I read her blog describing her weight loss journey and I congratulate her for overcoming a serious eating disorder.  I admire her for working very hard to achieve the kind of healthy and muscular physique that she has.  I would never begrudge another woman that accomplishment just because I am soft and squishy and about 10 pounds overweight.  The fact that she has done all this while being employed full time and taking care of three kids really is impressive.

But it's not what she's saying, it's the way she's saying it.

I think her intention was to copy the "What's your excuse?" meme depicting amputees making great physical achievements like becoming competitive athletes or climbing Mount Everest, in spite of being disabled.  I find it weird that she seems to liken the challenges of being an able-bodied Mom of three small children to those of a person with missing limbs.  And she knows she's not fat-shaming, y'all because she used to be overweight.

Please.

Her heaviest weight was 153 pounds at a height of 5'4".  OMG!  QUICK!  SOMEONE ROLL HER BACK INTO THE OCEAN BEFORE SHE DIES!!!

Oh, let's not forget that she weighed 180 pounds while pregnant.  Ewww!

She thinks because it was a lot of hard work to lose some unwanted weight (and I have no doubt that she worked very hard) that she has overcome some kind of insurmountable obstacle.  That's why she feels entitled to this "inspirational" meme.  Because being a thin and hot Mom of three is the same thing as being a marathon runner with prosthetic legs.  But the message she's actually sending here isn't "You can do it!" or "Live life to the fullest no matter what stands in your way!"

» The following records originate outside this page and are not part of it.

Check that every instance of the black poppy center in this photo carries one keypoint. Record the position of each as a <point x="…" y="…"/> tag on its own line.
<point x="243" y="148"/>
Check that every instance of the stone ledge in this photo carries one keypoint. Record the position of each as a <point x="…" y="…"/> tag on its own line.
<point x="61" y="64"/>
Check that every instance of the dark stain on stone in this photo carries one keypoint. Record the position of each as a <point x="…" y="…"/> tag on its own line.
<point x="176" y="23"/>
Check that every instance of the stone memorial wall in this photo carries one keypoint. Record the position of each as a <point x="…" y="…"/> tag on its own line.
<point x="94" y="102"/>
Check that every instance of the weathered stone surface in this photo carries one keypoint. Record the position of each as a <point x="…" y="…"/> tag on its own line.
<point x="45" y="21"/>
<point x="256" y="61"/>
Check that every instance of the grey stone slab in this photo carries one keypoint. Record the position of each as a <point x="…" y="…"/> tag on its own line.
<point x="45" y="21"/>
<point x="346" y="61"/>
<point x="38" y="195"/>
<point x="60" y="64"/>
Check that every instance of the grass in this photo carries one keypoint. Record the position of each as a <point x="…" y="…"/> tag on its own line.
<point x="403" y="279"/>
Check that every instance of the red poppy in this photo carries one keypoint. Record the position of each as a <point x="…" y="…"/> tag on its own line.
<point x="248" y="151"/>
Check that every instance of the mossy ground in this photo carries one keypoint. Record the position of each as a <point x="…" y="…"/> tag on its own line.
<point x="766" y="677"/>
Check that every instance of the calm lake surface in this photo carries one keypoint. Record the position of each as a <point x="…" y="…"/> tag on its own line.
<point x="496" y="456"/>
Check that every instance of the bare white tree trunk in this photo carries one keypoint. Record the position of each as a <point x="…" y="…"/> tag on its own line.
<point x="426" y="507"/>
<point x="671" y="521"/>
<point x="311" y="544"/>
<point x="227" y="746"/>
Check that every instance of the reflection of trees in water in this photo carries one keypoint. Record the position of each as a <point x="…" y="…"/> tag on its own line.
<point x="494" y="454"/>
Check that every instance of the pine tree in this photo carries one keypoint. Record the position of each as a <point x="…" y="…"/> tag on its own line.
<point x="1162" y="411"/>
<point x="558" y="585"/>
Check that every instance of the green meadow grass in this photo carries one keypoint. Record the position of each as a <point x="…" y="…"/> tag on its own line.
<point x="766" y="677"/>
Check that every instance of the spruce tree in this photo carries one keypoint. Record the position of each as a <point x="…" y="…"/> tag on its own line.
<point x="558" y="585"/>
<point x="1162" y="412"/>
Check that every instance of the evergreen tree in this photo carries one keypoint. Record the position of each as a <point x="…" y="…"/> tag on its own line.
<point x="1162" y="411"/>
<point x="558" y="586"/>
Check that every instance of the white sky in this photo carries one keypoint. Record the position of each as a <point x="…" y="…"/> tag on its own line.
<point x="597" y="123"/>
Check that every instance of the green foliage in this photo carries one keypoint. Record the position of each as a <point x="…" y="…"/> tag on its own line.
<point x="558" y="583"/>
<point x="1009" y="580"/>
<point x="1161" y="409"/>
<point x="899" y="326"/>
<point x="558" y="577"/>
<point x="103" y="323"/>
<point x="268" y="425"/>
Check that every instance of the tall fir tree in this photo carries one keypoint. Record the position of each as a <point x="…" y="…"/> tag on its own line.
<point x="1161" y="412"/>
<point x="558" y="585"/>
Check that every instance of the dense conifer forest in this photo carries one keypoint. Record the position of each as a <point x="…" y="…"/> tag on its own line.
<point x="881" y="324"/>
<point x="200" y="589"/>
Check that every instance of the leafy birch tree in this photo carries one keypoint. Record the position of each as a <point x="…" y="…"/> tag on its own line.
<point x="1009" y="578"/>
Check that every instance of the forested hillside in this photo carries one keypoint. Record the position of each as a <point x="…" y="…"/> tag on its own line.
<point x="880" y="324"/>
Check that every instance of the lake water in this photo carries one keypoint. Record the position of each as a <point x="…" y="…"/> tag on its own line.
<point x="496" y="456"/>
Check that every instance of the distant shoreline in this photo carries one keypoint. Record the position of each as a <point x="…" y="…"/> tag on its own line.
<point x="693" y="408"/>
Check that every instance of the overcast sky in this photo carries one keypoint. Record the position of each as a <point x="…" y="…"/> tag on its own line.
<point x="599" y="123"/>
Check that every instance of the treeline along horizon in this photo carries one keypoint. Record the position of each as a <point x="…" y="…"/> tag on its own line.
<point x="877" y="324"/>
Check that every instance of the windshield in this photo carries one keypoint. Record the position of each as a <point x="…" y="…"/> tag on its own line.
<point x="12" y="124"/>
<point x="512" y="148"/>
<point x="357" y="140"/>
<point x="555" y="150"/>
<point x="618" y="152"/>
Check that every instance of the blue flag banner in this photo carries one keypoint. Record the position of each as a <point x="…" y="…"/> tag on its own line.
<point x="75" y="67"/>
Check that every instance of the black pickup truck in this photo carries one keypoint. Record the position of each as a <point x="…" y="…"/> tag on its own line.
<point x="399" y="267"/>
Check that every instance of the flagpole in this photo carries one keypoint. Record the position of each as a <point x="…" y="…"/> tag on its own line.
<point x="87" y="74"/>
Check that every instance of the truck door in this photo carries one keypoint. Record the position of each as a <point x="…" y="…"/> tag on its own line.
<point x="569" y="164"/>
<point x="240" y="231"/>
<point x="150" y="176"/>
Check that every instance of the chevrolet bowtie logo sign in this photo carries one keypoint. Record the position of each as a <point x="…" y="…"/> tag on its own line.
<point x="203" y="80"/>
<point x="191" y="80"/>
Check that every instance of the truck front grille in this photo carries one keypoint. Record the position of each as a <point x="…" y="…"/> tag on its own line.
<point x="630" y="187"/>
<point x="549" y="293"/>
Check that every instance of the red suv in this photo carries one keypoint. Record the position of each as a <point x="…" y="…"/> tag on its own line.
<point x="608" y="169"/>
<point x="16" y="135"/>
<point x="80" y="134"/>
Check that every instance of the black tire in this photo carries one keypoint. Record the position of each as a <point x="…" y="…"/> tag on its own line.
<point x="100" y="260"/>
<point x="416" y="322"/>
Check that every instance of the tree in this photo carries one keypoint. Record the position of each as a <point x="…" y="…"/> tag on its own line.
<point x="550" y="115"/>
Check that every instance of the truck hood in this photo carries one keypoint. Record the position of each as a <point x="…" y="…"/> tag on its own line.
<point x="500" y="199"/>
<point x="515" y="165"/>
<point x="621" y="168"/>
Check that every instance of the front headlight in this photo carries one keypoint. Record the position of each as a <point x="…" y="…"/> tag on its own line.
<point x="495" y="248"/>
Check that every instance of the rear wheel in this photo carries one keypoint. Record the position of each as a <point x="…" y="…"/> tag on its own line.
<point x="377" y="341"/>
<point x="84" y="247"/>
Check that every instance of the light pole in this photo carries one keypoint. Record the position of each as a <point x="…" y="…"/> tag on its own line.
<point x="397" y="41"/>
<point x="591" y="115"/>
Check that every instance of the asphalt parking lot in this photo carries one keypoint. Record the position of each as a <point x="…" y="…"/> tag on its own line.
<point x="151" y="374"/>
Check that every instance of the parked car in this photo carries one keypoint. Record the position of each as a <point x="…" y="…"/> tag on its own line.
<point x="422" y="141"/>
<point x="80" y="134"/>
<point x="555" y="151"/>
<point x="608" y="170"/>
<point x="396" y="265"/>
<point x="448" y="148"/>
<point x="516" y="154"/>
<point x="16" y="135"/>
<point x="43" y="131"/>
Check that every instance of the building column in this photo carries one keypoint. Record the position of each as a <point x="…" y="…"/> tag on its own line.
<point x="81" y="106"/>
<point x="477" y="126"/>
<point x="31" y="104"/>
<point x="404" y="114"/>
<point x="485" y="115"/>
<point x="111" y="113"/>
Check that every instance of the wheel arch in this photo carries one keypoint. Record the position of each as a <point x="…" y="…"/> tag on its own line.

Without any context at all this message fairly screams "You can't use having babies as an excuse to be fat.  I am living proof that the truth is you're just lazy!"  And yes this is exactly what fat shaming is all about: the assumption that a person is overweight because they are lazy.  Which she would be keenly aware of if she had ever actually really been fat in her life instead of tragically hating on herself because society dictates that skinny=hot.

So thanks, Maria Kang!  The only thing that was missing from our lives was yet another Mom telling us that looking hot after pregnancy IS possible.  What a unique and unheard of idea!

4) Tea Party Republicans - This week's winner of the Shittiest Asshole Award goes to Tea Party Republicans.  It wasn't even close!  First you shutdown the government because you don't like Obamacare.  Then you act surprised when the shutdown means the closing of National Parks resulting in this little gem right here:


Yes!  She should be ashamed, upholding the government shutdown YOU voted for, Randy!  That is fucking brilliant!  I can't tell if you are truly crazy or if you're a trolling genius but that right there is something to behold.  Then, while hundreds of thousands of people are living with no income, while oil spills happen in North Dakota with no one to clean it up, and while programs to feed the hungry are at risk, they rise en masse to defend....cold stone monuments.

Not to mention putting the country at risk of default.  You know, usually I can find American politics amusing when I'm safe way up here in Canada, but you crazy fucks are on the verge of screwing over the economy of the entire world!  And you're acting like it's not any big deal!

W! T! F!

So Here is your Shittiest Asshole Award.  You can have Ted Cruz come pick it up on your behalf.

He can use it to fund his next campaign.